Some players find a disconnect between the serene nature theme and the aggressive area control gameplay. The game looks peaceful but plays mean, and groups expecting a relaxed experience based on the presentation may be caught off guard by how competitive the territorial battles become.
At four players, the board fills quickly and individual control diminishes. Two to three players provides more strategic agency and allows for longer-term planning.
Small Plants, Big Strategy
The temptation to place large plants for immediate area control can backfire. A careful sequence of smaller placements across multiple areas often outperforms a focused investment in one region, since spreading your influence creates more scoring opportunities.
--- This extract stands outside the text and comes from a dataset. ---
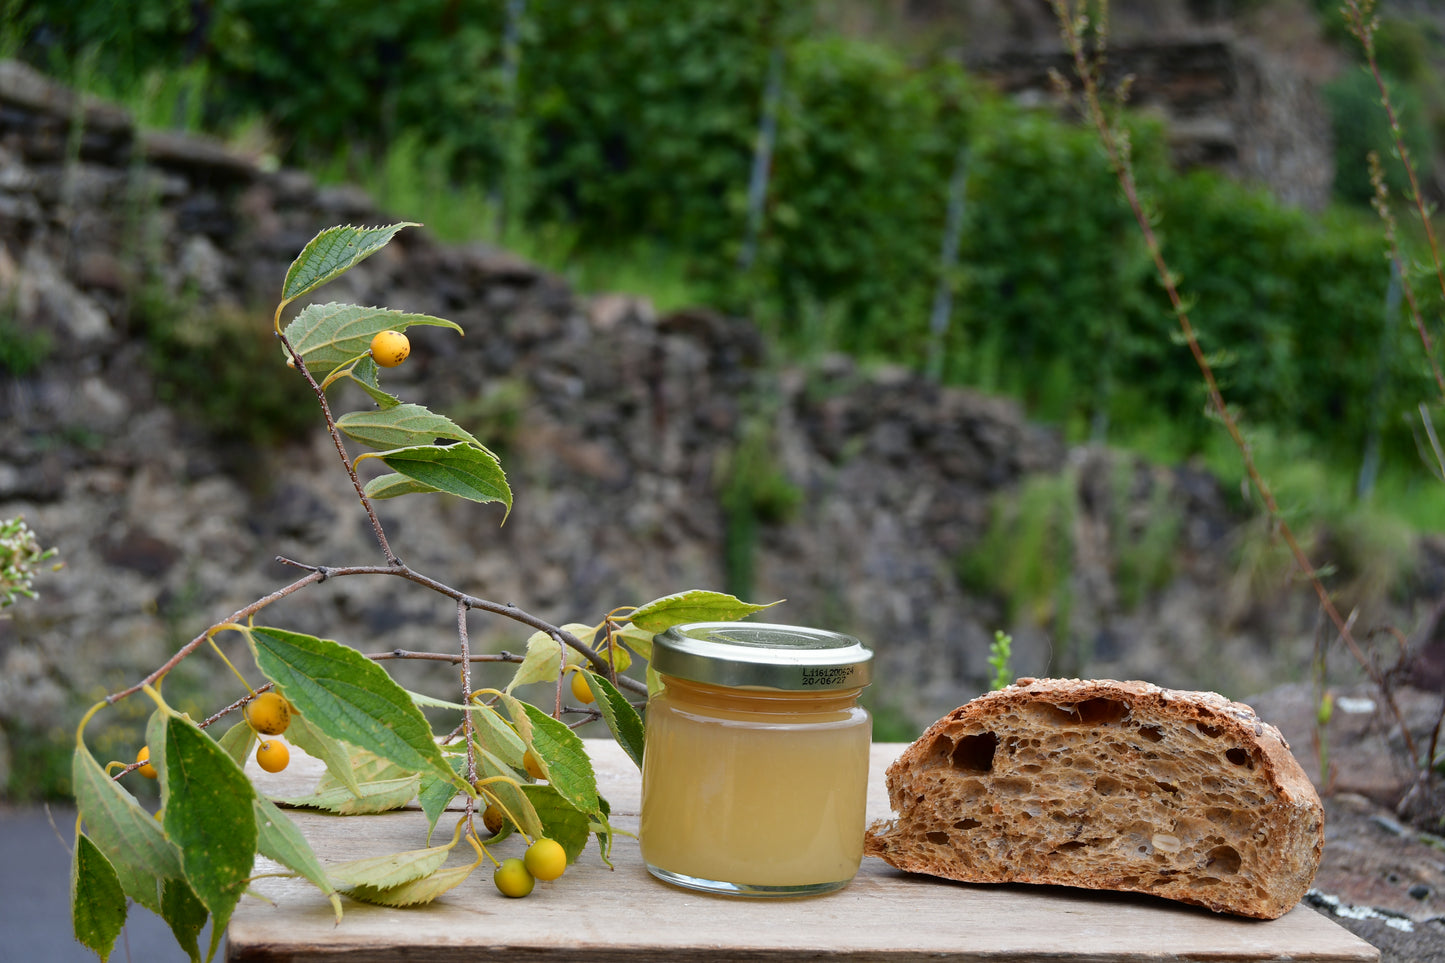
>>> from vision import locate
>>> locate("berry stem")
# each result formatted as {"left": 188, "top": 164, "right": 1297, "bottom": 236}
{"left": 276, "top": 330, "right": 399, "bottom": 566}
Should You Restore Nature with Renature?
Players who enjoy area control with accessible rules and attractive components will find a well-designed game from proven designers. It works particularly well at two to three players and serves as an excellent introduction to the area control genre. Skip it if you dislike aggressive competition in peaceful-looking games, if board fiddliness bothers you, or if four-player games are your typical configuration.
The Verdict on Renature
Renature combines the accessibility of domino placement with the strategic depth of area control, creating a game that’s easy to learn but truly competitive to play. The wooden components elevate the physical experience, and Kramer and Kiesling’s design expertise ensures the mechanisms work together smoothly. It’s a reminder that innovative games don’t need complex rules, just clever combinations.